著者は、公共政策に関わる実践的人文社会科学が専門で、かねてより、その立場から日本経済の正常化のためには財政出動が必要であると主張してきた。本書は、積極財政には欠かせない「国の借金」を論じながら一般向けに書かれた財政入門書。
「プライマリー・バランス(PB)」は国の基礎的財政収支。日本では2010年の「20か国・地域首脳会合」(G20トロントサミット)での財政健全化加速の合意を受け、当時の民主党・菅直人政権が「PB黒字化目標」を導入し、現政権にも引き継がれている。だが、その見通しは明るくない。

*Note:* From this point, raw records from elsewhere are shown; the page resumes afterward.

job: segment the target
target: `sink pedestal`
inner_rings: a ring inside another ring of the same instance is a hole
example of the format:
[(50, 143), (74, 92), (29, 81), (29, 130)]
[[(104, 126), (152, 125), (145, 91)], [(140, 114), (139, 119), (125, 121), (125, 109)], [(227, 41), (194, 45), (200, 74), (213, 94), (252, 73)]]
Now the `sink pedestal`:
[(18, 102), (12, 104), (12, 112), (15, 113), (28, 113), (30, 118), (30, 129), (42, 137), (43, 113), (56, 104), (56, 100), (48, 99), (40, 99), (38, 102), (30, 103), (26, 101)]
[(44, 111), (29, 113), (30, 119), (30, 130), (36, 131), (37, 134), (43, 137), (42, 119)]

安倍首相が議長を務める、内閣府の経済財政諮問会議は2017年7月18日、同年2回目の「中長期の経済財政に関する試算」を提示し、20年度の基礎的財政収支(プライマリー・バランス=PB)は、8兆2000億円の赤字となる見込みを示した。
赤字解消に考えられるのは増税と予算カット。本書では、消費増税によるPB改善で「国民の所得減」を招き一人当たり10万円貧しくなったと指摘。さらにデフレが進み財政が悪化したという。
評者の第一生命経済研究所経済調査部主席エコノミストの永濱利廣さんは、20年までのPB黒字化目標は、債務残高の引き下げという最終目標を達成するための一手段にすぎないとし「本書では、最終目標を達成するためには戦略が柔軟に転換されなければならないということが明確に詳述されている」と評している。